# 10/22 trigger



## goosefever (Feb 3, 2008)

Is there anything other than replacing the trigger assembly that can be done to lighten the trigger pull? I want a lighter trigger, but don't know about spending 2 or 3 hundred bucks.


----------



## Loke (Sep 7, 2007)

http://www.midwayusa.com/Search/#10%2F2 ... -4_8-16-32


----------



## Gee LeDouche (Sep 21, 2007)

replacing the Hammer and Sear will do wonders for your trigger pull. if you replace both of those I bet you would be around a 4 pound trigger pull.


----------



## Moostickles (Mar 11, 2010)

You can disassemble the trigger assembly and polish all of the pieces at their rubbing/contact points, then clip *small* sections of the spring until it fits your liking. It does wonders! I did that to mine about 8 years ago and it is by far the best trigger I have out of all my firearms. Smooth, crisp, and very light.

You could try that before buying a whole new assembly. The worst that can happen is you will ruin that one and have to buy a new one (which you are thinking of anyways)...


----------



## Bax* (Dec 14, 2008)

Almost every gun I own has had a trigger job done to it. And contrary to popular belief, it does not cost $200 or more. I think the most expensive one I had done was because I bought a Rifle Basix trigger ($90) but my gunsmith usually has them done for me for roughly $50. No creep, no over travel, set to about 2lbs...

If you would like me to get you in touch with him, shoot me a PM

One other option is in the link below. I have never used this, but it seems like it would help
http://www.cabelas.com/cabelas/en/templ ... m23&Go.x=0


----------



## Frisco Pete (Sep 22, 2007)

I understand that the newest 10/22s with the poly trigger can be really bad. The older aluminum housed one probably could be re-worked, but I understand that the newer poly ones are best served with a minimum of a hammer and maybe sear replacement. It is not that expensive - check Midway, Brownell's, etc.

That Cabela's gadget is really bizarre :roll: I think I would rather buy a new comp hammer.


----------



## Huge29 (Sep 17, 2007)

Gee LeDouche said:


> replacing the Hammer and Sear will do wonders for your trigger pull. if you replace both of those I bet you would be around a 4 pound trigger pull.
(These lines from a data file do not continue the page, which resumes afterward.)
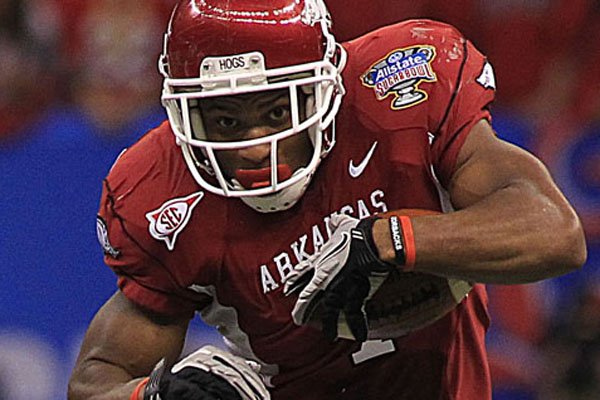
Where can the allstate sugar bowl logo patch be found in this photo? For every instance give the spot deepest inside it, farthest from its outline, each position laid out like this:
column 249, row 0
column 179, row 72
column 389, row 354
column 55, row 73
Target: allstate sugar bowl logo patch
column 400, row 73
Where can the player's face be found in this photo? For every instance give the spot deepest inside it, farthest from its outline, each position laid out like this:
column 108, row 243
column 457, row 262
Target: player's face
column 251, row 116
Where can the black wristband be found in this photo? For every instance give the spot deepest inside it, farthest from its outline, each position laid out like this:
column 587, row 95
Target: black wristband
column 152, row 390
column 365, row 226
column 397, row 241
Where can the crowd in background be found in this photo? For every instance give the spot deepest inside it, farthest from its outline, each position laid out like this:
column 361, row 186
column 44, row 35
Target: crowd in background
column 78, row 83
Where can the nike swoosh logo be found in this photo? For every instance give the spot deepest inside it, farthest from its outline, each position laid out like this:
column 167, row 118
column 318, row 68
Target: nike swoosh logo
column 356, row 171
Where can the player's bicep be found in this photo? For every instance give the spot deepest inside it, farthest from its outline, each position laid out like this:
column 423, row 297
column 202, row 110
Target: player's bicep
column 486, row 164
column 128, row 341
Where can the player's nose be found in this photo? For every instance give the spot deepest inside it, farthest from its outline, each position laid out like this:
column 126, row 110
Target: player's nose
column 257, row 155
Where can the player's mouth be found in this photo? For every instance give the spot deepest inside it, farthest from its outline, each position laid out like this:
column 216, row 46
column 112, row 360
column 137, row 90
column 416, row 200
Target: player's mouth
column 261, row 177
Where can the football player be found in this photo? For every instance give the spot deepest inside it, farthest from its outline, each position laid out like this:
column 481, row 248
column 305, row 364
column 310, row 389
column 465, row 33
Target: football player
column 276, row 188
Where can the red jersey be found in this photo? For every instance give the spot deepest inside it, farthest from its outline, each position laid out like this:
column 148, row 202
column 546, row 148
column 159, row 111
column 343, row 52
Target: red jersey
column 414, row 90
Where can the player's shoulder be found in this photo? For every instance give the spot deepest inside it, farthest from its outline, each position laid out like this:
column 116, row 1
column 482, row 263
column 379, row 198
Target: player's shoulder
column 154, row 152
column 405, row 34
column 414, row 67
column 149, row 171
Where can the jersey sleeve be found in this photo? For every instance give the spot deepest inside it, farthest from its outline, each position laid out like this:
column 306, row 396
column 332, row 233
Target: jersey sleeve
column 141, row 277
column 470, row 90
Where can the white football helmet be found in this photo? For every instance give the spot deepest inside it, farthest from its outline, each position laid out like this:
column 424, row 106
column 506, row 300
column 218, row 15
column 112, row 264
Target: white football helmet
column 224, row 48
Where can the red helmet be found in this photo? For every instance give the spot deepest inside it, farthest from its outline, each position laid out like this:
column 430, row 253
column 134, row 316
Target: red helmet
column 222, row 48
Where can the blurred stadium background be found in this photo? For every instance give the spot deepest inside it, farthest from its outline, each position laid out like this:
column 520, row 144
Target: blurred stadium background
column 78, row 83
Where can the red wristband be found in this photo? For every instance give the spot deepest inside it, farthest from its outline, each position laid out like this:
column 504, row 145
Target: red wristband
column 138, row 389
column 409, row 242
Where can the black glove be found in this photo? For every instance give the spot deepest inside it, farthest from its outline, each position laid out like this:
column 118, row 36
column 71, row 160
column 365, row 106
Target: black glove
column 339, row 277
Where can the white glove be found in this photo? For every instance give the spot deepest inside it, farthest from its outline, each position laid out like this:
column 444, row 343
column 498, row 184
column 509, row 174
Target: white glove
column 203, row 366
column 340, row 277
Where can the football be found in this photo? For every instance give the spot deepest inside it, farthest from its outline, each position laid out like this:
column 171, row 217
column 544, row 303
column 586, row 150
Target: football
column 406, row 301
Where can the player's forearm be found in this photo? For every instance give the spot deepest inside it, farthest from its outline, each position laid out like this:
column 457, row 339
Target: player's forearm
column 101, row 381
column 514, row 235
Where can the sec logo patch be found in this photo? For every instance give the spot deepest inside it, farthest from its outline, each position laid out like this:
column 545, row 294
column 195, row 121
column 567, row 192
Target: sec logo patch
column 167, row 221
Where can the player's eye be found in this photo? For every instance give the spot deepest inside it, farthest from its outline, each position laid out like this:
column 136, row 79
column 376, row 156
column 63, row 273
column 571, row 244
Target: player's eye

If I remember correctly you won both the Inaugural and the last International UWN NHS invitational rifle shooting contest with your 10/22 two years back; is that what you had done on the winning 10/22 or is this just a more economical alternative according to the original post?


----------



## goosefever (Feb 3, 2008)

Ended up buying a new hammer and will polish the parts when it gets put in.


----------



## Gee LeDouche (Sep 21, 2007)

Huge29 said:


> Gee LeDouche said:
> 
> 
> > replacing the Hammer and Sear will do wonders for your trigger pull. if you replace both of those I bet you would be around a 4 pound trigger pull.
> ...


No no.. I dumped WAY to much money into my custom set up. I put every Volquartsen part I could get my hands on in my reciever and trigger group including a complete CNC machined competition bolt, titanium firing pin, plunger, extractor, buffer, match grade hammer and sear, CNC machined reciever, extractor spring, polished hammer strut, and of course the auto bolt release and extended mag release all put into a laminated Boyds thumbhole stock. then I had all the smithing done by a gentleman named bob evans out in the layton area. he does absolutely top notch work. he floated the barrel and trued and floated the action for me and it is an absolute tack driver. (after a grand+ of work it should be. lol) in hind sight I think I would have done things a LOT different. I wouldnt have spent so danged much money on such a customized 22. lol. cuz after all, its still just a 22. The gun itself is much more accurate than I could ever be. but its still a fun setup. when I get out and shoot some more groups I'll post up pics again this summer..


----------